On 09/18/2011 08:55 AM, Robert Rohde wrote:
people find ways to improve the attacks on SHA-1.
attacks usually require the ability to feed arbitrary binary strings
into the hash function. Given that both browsers and Mediawiki will
tend to reject binary data placed in an edit window, I'm not sure if
any of the existing attacks could be reliably applied to Mediawiki
I'm pretty sure MediaWiki will accept any data that's valid UTF-8,
modulo canonicalization perhaps. I'm not very familiar with the MD5 and
SHA-1 collision attacks, but I wouldn't be surprised if at least some of
them could be modified to use, say, only 7-bit ASCII.

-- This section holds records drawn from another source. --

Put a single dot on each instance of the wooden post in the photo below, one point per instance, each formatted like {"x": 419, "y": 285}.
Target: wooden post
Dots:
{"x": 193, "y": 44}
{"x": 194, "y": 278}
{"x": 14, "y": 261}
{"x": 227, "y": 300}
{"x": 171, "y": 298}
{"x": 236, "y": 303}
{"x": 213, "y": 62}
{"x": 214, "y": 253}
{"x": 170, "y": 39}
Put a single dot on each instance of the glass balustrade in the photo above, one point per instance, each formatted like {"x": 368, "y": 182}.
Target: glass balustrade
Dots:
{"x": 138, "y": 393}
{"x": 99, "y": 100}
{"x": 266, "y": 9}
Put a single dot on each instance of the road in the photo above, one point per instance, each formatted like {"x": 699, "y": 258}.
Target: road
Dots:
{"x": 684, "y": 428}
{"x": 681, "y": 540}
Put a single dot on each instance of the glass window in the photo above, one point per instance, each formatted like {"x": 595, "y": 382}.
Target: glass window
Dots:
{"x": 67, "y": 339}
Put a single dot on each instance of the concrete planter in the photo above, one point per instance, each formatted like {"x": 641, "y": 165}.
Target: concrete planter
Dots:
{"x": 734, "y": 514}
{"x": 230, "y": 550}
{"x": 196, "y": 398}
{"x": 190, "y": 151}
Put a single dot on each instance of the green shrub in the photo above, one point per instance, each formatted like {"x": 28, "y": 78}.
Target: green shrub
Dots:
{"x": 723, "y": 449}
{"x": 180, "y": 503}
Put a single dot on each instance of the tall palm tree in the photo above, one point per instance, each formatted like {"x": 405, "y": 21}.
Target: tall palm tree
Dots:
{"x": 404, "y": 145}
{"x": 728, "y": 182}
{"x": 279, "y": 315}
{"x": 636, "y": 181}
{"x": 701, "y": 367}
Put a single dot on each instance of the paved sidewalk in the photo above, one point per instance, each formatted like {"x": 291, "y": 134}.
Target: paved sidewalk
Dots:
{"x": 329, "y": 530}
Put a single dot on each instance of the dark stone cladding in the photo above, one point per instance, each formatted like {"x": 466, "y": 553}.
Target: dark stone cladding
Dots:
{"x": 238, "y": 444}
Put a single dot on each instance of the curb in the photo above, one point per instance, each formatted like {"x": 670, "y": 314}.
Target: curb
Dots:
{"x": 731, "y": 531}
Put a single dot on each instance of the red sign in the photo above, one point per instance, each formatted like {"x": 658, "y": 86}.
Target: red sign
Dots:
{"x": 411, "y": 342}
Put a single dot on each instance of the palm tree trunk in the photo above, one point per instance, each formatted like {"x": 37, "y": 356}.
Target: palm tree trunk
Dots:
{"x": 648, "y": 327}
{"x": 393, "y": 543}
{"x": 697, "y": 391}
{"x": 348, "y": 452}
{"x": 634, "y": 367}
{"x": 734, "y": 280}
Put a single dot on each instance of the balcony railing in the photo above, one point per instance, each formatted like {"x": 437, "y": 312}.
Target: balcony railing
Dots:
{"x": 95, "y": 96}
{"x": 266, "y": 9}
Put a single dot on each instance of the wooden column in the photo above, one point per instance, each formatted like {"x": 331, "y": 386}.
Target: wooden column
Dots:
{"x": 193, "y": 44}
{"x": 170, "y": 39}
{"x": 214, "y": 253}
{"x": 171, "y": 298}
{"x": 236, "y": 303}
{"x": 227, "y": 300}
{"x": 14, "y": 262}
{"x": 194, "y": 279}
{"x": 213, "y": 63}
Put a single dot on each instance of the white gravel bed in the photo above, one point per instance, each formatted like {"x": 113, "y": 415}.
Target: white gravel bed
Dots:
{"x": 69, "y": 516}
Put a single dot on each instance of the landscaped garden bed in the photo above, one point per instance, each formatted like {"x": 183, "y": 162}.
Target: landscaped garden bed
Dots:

If collision attacks really matter we should use
SHA-1. However, do
any of the proposed use cases care about whether someone might
intentionally inject a collision? In the proposed uses I've looked at
it, it seems irrelevant. The intentional collision will get flagged
as a revert and the text leading to that collision would be discarded.
How is that a bad thing?
Well, if you could predict the content of a version that someone (say, a
bot) was likely to save sometime in the future, and created a different
revision with the same hash (say, in the sandbox or in your userspace,
so that people wouldn't notice it) in advance...
Depending on just what page was targeted, the consequences could range
from a minor annoyance to site-wide JS injection.
Anyway, I wouldn't suggest using either MD5 or SHA-1: both have known
attacks, and it's a fundamental rule of cryptography that attacks always
get better over time, never worse. Let's _at least_ use SHA-2.
(Actually, I'd suggest designing the format so that we can change hash
functions in the future without having to rehash every old revision
immediately. For example, we might store a hash computed using SHA-256
as "sha256:d9014c4624844aa..." or something like that.)